Fritz Kuhn (46) ist seit Juni vergangenen Jahres Bundesvorsitzender der Grünen. Zuvor war er Grünen-Fraktionschef im baden-württembergischen Landtag und profilierte sich als führender Vertreter des realpolitischen Flügels seiner Partei.

Fritz Kuhn (46) ist seit Juni vergangenen Jahres Bundesvorsitzender der Grünen. Zuvor war er Grünen-Fraktionschef im baden-württembergischen Landtag und profilierte sich als führender Vertreter des realpolitischen Flügels seiner Partei. Das neue Grundsatzprogramm wertete Kuhn als Zeichen dafür, dass die Grünen eine Partei der "linken Mitte" seien und sich vom "Alarmismus" der alten Grünen abgesetzt hätten.

Wieder ein G-8-Gipfel im Schatten der Gewalt. Ist ein Mitglied des Grünen-Vorstands bei den Globalisierungsgegnern?

Nein, von uns ist keiner in Genua. Wir sehen Gefahren der Globalisierung, wollen den Prozess aber positiv gestalten. Es geht darum, soziale Mindeststandards und eine nachhaltige Entwicklung weltweit zu sichern. Ich nehme einen Teil der Argumente der Globalisierungsgegner ernst, auch wenn ich nicht pauschal gegen Globalisierung bin. Die Proteste müssen gewaltfrei sein, und auch die Polizei muss deeskalieren.

Sind Sie denn für eine Spekulationsabgabe?

Viel zu oft werden die nationalen Steuergesetze durch Kapitaltransfers umgangen. Aber ich bin sehr skeptisch, ob dies durch eine in Deutschland oder in Europa erhobene Steuer geregelt werden kann.

Die Grünen sollen mit dem neuen Grundsatzprogramm in die "linke Mitte". Was ist das: linke Mitte?

Unser Grundsatzprogramm beschreibt das sehr deutlich. Bei uns gibt es wertkonservative Elemente, etwa in den Konzepten zum Naturschutz. Das ist nicht zu verwechseln mit strukturkonservativ: Wir wissen, dass Werte verändert werden müssen, wenn sie bewahrt werden sollen.
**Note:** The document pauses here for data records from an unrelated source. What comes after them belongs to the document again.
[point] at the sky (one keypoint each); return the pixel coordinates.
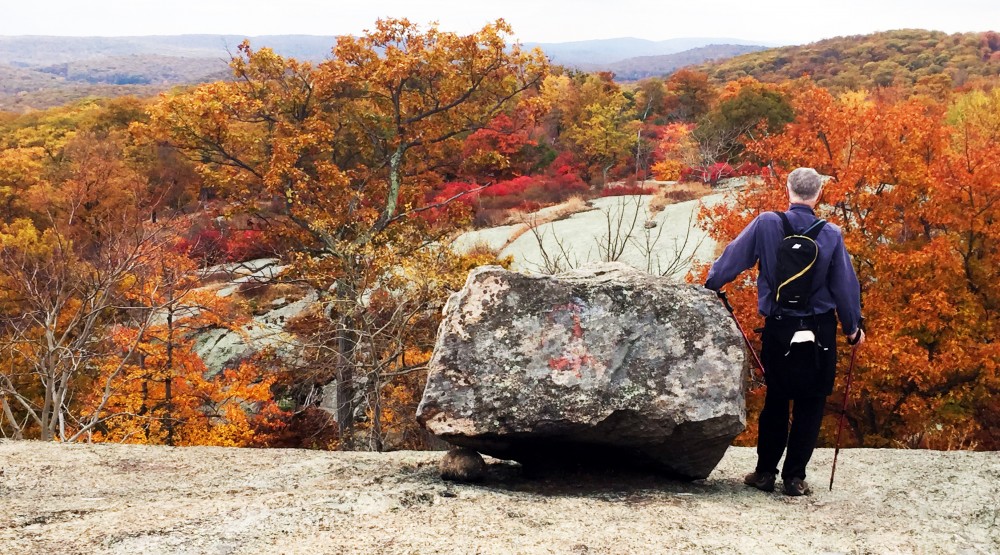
(767, 21)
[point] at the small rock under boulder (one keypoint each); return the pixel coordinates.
(463, 465)
(600, 366)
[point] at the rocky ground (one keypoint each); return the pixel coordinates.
(137, 499)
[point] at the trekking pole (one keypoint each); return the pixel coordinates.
(843, 408)
(725, 301)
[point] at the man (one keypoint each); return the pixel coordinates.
(799, 371)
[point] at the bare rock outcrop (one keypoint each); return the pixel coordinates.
(602, 365)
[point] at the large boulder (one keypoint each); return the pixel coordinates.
(602, 365)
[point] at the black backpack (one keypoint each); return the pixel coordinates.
(796, 264)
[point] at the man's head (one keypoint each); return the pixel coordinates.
(804, 186)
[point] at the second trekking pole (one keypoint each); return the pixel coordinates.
(729, 307)
(843, 408)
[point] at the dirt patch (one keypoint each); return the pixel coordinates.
(138, 499)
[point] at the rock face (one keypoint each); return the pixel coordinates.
(603, 365)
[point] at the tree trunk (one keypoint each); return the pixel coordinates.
(345, 345)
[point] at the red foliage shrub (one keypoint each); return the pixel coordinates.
(627, 190)
(212, 243)
(719, 171)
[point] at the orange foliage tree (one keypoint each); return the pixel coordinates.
(340, 158)
(155, 389)
(916, 189)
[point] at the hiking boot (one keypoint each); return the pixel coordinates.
(796, 487)
(764, 481)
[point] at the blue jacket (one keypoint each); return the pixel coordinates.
(837, 283)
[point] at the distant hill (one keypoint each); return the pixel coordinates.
(634, 69)
(901, 57)
(34, 51)
(39, 72)
(604, 52)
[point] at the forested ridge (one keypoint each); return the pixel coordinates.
(902, 58)
(354, 173)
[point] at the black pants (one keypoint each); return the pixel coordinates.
(799, 375)
(773, 434)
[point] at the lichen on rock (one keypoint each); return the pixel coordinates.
(604, 365)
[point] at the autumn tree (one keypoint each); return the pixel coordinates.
(340, 156)
(155, 389)
(915, 190)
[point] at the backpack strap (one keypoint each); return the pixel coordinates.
(811, 232)
(785, 224)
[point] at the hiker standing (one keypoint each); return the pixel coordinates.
(797, 294)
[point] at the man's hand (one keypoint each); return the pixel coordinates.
(857, 338)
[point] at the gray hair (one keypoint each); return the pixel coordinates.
(805, 183)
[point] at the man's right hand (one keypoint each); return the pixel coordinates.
(857, 338)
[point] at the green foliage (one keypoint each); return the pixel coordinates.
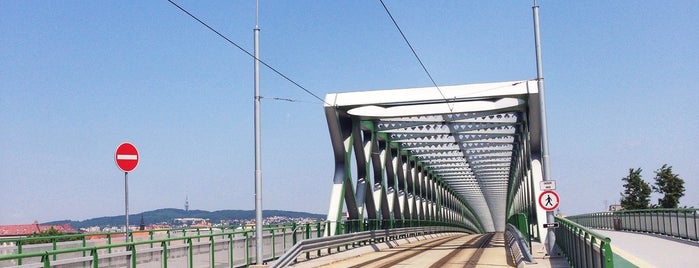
(636, 193)
(670, 185)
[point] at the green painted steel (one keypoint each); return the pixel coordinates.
(582, 246)
(681, 223)
(101, 255)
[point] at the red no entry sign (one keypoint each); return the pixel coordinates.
(126, 157)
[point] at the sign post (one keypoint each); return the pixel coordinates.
(126, 158)
(549, 200)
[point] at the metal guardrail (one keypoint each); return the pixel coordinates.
(338, 241)
(206, 247)
(516, 245)
(230, 248)
(582, 246)
(679, 223)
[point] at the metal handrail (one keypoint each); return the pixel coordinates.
(681, 223)
(582, 246)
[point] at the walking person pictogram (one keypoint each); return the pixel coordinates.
(549, 200)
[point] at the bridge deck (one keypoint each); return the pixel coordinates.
(647, 250)
(446, 250)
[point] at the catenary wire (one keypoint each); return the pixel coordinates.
(415, 53)
(247, 52)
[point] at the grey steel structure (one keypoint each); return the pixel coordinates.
(465, 154)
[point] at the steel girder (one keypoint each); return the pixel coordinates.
(459, 154)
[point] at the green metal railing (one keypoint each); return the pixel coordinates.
(177, 247)
(680, 223)
(204, 247)
(583, 247)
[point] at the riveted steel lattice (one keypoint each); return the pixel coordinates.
(459, 154)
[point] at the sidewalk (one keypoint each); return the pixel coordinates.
(648, 250)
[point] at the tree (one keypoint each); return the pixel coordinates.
(636, 193)
(670, 185)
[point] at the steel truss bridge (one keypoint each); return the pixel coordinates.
(463, 154)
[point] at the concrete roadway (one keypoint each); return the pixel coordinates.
(440, 250)
(647, 250)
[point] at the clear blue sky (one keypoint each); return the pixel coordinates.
(77, 78)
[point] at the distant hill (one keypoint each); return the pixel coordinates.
(169, 214)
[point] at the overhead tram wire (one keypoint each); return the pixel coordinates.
(247, 52)
(451, 108)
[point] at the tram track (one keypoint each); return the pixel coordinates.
(462, 250)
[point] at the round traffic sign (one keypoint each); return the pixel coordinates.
(549, 200)
(126, 157)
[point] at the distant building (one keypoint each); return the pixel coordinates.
(24, 230)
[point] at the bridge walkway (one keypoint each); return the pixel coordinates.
(438, 250)
(649, 250)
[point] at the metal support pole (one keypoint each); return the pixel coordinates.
(258, 165)
(126, 204)
(550, 236)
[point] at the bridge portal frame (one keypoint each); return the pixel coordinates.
(491, 162)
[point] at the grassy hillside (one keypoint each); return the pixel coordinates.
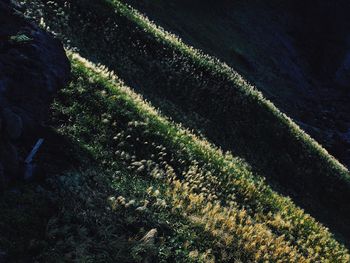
(291, 51)
(125, 171)
(206, 95)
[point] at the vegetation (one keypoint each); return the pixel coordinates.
(207, 96)
(132, 185)
(206, 205)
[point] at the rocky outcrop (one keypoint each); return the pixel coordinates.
(33, 66)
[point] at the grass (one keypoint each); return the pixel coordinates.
(126, 170)
(206, 95)
(132, 170)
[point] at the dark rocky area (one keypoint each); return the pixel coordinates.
(296, 52)
(33, 66)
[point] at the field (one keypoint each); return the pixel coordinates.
(137, 183)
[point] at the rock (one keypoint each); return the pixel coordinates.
(14, 124)
(10, 158)
(149, 238)
(2, 179)
(343, 73)
(148, 243)
(33, 66)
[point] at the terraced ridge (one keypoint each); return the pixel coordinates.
(141, 171)
(206, 95)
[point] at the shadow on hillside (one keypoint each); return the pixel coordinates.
(26, 208)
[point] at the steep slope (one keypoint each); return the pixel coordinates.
(296, 53)
(133, 173)
(203, 93)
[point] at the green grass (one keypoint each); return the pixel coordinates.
(206, 95)
(129, 170)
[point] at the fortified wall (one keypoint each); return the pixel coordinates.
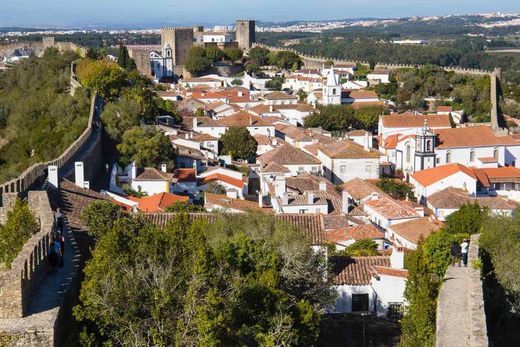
(315, 62)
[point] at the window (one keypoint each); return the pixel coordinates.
(359, 302)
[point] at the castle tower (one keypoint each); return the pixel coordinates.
(332, 89)
(245, 33)
(424, 148)
(180, 41)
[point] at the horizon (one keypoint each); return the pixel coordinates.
(61, 14)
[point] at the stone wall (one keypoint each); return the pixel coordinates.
(18, 283)
(314, 62)
(477, 314)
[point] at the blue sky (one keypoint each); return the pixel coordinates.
(72, 13)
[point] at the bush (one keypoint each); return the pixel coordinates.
(20, 226)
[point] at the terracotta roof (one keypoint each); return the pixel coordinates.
(159, 202)
(183, 175)
(360, 189)
(430, 176)
(356, 271)
(310, 225)
(288, 155)
(274, 168)
(237, 204)
(347, 149)
(243, 119)
(358, 232)
(392, 209)
(470, 137)
(413, 229)
(410, 120)
(152, 174)
(389, 271)
(279, 96)
(454, 198)
(224, 178)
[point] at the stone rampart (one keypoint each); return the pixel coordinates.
(29, 268)
(313, 62)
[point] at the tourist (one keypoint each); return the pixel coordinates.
(58, 218)
(464, 250)
(455, 253)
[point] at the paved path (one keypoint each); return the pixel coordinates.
(453, 326)
(51, 290)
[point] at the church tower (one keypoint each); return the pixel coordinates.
(332, 89)
(424, 148)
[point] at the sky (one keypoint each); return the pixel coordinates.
(85, 13)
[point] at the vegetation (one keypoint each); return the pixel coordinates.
(242, 280)
(19, 227)
(145, 147)
(238, 143)
(342, 118)
(396, 189)
(38, 117)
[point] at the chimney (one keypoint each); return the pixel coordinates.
(232, 193)
(53, 175)
(133, 171)
(285, 199)
(368, 141)
(397, 258)
(79, 174)
(345, 202)
(279, 186)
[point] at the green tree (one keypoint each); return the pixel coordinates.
(120, 116)
(145, 147)
(238, 143)
(19, 227)
(467, 220)
(100, 216)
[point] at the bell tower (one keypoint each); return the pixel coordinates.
(424, 148)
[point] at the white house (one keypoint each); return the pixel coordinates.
(344, 160)
(152, 181)
(370, 284)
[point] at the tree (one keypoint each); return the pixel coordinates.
(100, 216)
(467, 220)
(259, 55)
(145, 147)
(120, 116)
(216, 188)
(197, 62)
(238, 143)
(18, 228)
(233, 53)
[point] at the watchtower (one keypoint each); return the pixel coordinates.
(180, 40)
(245, 33)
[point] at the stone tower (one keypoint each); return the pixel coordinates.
(245, 33)
(180, 41)
(497, 120)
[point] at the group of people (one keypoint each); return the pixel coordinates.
(459, 252)
(57, 246)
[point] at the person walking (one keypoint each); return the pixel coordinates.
(455, 253)
(58, 218)
(464, 246)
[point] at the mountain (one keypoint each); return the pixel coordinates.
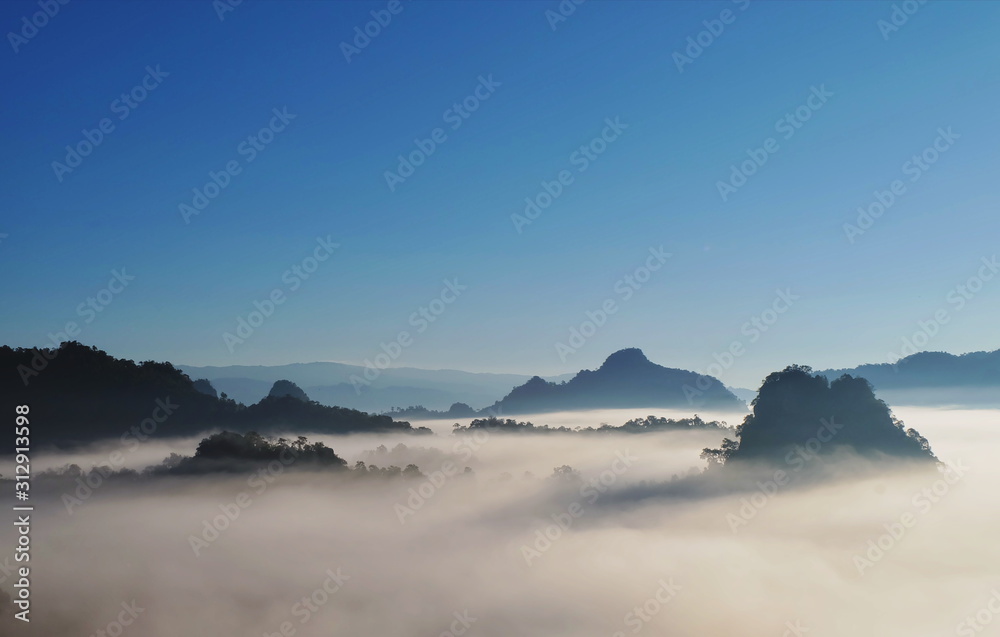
(457, 410)
(77, 394)
(338, 384)
(934, 378)
(287, 388)
(798, 416)
(626, 379)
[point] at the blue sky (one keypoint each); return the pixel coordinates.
(655, 186)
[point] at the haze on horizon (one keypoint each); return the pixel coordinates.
(687, 264)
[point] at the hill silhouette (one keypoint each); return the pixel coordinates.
(934, 378)
(287, 388)
(626, 379)
(79, 394)
(796, 411)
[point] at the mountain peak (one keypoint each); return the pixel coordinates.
(626, 358)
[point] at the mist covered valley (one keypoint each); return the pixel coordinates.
(600, 546)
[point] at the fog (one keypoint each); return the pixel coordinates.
(469, 554)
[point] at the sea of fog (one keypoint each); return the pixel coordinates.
(509, 549)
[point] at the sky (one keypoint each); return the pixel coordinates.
(706, 190)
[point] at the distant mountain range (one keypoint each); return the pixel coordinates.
(934, 378)
(626, 379)
(330, 384)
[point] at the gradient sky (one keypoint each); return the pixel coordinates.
(656, 185)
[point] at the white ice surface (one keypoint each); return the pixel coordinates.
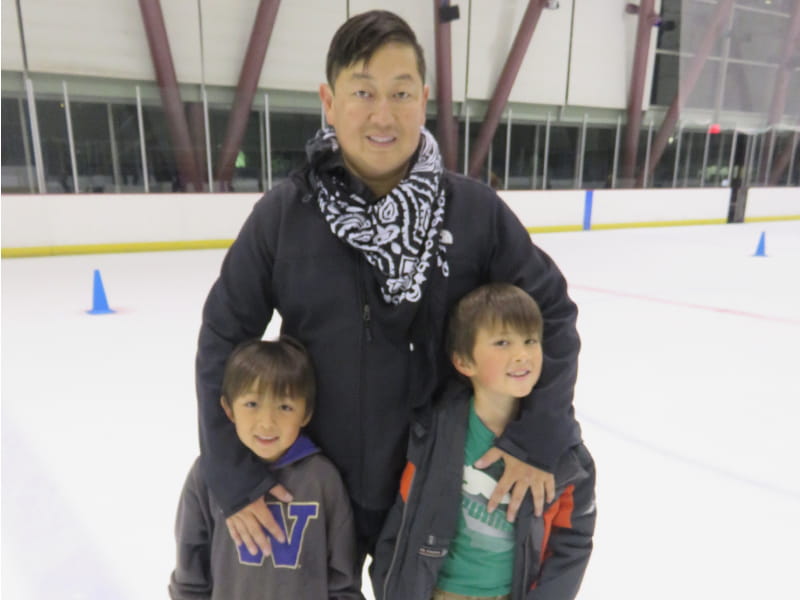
(688, 395)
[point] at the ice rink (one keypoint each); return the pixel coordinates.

Wir sind zugleich eine linke Partei. Links bedeutet, bei sozialen und gesellschaftlichen Problemen solidarische Lösungen zu suchen. Die Rechten dagegen neigen dazu, Probleme wie Arbeitslosigkeit oder Sozialhilfe dem Individuum zuzuschieben, das dann sehen soll, wo es bleibt. Gegenüber der Traditionslinken - der PDS, Teilen der SPD - betonen wir das Gesellschaftliche und das Aktivierende des zukünftigen Sozialstaats.

Stichwort links: Finden Sie, dass die Bankenmacht zu unkontrolliert ist?

Zunächst muss die Bankenaufsicht, die wir heute haben, verbessert werden. Die Berliner Bankgesellschaft ist ein Beispiel für ein Aufsichtsversagen. Gewiss wirft die Macht der Banken mit den angesammelten ungeheuren Kapital-Mengen in einer demokratischen Gesellschaft auch Probleme auf.

Wundert es Sie, dass es in der Partei fast keinen Widerstand gegen den Programmentwurf gibt, der die Partei in die Mitte rückt?

Nein. Wir haben die Partei von Anfang an sehr breit beteiligt. Darin steckt ein Jahr Arbeit. Natürlich wird es dennoch Diskussionen geben, zum Beispiel in der Gesundheits- und Sozialpolitik: Trägt unser Konzept des künftigen Sozialstaats als einer Einrichtung, die Menschen in die Lage versetzt, sich selbst helfen zu können? Ich persönlich bin sehr für diese Konzeption. Sie ist innovativ und gerecht.

Können Sie sich vorstellen, dass der parteilose Wirtschaftsminister Müller dem nächsten Bundestag auf Grünen-Ticket angehört? Inhaltlich liegen Sie nicht weit auseinander.

Wenn Sie die Pläne von Herrn Müller zur Gesundheitspolitik anschauen, sind wir nicht so nah beieinander. Seine Vorstellung, den Arbeitgeberanteil als Lohn auszuzahlen, um mit diesem Geld private Krankenversicherungen zu bezahlen, ist skurril.

Das ist nur ein Detail seiner Konzepte.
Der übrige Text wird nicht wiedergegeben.